6. Wiederhole positive Worte. Sei dein eigenes Cheerleader. Vermeide es, dich selbst zu kritisieren. Mache dir selbst immer Komplimente und feiere, was du erreicht hast, auch wenn es nur ein kleiner Erfolg ist. Stell dir vor, du sprichst mit einer Freundin und genau so sprichst du dann mit dir selbst. Ersetze „Du bist mies, du bist so langsam, du schaffst das nicht“ durch „Du machst das toll, schau, wie weit du gekommen bist, du schaffst das“. Verdränge negativen Gedanken und ersetze sie durch positive Selbstgespräche, das kann viel bewirken.
7. Übe achtsames Laufen. Achtsam zu laufen und in der Gegenwart zu sein, kann helfen, einen Lauf zu genießen, es kann beruhigen, wenn die Gedanken hektisch sind, und es kann als eine Form der Meditation dienen. Informiere dich über veschiedene Techniken, aber für den Anfang solltest du mit allen Sinnen laufen. Nimm dir wirklich Zeit, um wahrzunehmen, was dich umgibt, und konzentriere dich auf das, was du beim Laufen sehen, hören und fühlen kannst. Das friedliche Gefühl wird dich noch einige Zeit begleiten, wenn du nach Hause kommst.

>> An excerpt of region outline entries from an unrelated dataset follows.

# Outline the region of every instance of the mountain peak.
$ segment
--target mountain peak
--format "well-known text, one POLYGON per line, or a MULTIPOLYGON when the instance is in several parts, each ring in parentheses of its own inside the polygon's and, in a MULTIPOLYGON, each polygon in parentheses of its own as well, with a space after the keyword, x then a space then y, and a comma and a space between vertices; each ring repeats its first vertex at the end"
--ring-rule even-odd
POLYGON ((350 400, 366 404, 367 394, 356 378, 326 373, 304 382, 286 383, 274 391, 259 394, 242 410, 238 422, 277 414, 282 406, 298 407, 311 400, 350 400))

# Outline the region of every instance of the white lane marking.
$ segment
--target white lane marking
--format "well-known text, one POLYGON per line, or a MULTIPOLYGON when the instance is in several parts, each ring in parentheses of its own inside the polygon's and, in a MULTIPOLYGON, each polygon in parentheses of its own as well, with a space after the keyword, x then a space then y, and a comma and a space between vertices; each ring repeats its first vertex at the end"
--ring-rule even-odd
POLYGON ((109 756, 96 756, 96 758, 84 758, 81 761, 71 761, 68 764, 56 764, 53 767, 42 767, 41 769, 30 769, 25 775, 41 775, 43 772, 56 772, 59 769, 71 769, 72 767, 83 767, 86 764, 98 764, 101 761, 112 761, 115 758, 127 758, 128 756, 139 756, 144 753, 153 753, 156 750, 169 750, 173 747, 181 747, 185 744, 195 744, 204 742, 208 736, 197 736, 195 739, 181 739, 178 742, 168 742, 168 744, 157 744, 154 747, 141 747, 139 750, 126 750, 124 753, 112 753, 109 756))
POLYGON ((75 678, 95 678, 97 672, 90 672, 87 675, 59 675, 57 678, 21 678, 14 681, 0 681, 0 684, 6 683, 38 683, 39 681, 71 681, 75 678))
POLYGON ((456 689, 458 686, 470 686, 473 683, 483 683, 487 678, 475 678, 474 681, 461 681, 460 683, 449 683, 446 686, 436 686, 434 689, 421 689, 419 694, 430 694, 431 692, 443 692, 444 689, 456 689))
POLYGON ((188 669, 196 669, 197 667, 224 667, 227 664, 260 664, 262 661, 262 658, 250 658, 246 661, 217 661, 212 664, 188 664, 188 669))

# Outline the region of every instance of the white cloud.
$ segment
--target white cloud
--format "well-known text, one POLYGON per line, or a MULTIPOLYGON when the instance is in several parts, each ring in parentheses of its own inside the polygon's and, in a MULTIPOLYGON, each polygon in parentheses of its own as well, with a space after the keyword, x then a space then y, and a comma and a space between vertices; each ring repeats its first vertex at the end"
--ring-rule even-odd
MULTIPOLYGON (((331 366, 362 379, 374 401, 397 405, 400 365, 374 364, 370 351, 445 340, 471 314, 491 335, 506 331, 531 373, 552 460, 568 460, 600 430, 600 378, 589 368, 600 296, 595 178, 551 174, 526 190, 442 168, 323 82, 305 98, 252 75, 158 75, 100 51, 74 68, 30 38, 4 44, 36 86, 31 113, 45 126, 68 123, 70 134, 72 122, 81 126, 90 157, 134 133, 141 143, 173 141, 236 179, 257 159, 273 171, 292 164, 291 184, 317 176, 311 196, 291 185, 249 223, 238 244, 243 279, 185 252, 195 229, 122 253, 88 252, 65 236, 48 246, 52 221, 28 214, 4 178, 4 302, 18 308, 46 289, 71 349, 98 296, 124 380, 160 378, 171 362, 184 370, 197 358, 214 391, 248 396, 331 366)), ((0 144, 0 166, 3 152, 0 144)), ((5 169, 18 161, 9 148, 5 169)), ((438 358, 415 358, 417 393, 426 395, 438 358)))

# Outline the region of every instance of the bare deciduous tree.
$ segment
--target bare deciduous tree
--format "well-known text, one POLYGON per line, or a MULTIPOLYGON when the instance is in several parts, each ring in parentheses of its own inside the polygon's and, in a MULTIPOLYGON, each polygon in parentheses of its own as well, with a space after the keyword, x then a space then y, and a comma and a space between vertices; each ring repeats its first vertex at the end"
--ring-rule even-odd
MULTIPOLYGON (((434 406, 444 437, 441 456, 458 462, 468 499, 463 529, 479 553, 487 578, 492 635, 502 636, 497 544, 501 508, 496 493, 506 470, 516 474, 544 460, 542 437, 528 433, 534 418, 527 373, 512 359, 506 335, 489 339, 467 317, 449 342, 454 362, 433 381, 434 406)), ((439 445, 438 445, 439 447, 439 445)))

8. Mach Yoga. Yoga beinhaltet tolle Dehnungsübung für Läuferinnen und stärkt das Vertrauen in den eigenen Körper. Aber es kann noch viel mehr als das: Die Atemtechniken werden dir beim Laufen gut tun und helfen, die Atmung zu kontrollieren, wenn sie durch die Angst flach und schnell wird. Wenn du dich in einem Kurs nicht wohlfühlst, kannst du diese Techniken mit Hilfe von Online-Videos auch zu Hause erlernen.
Gehe die Dinge in deinem eigenen Tempo an. Feiere alle deine Erfolge und denk daran, dass der Weg immer viele Höhen und Tiefen hat. Mach dich also nicht fertig, wenn du einen schlechten Tag hast und dein Ziel nicht erreichst. Aus einem Misserfolg kann man immer etwas lernen und das erhöht die Wahrscheinlichkeit, dass man beim nächsten Mal Erfolg hat.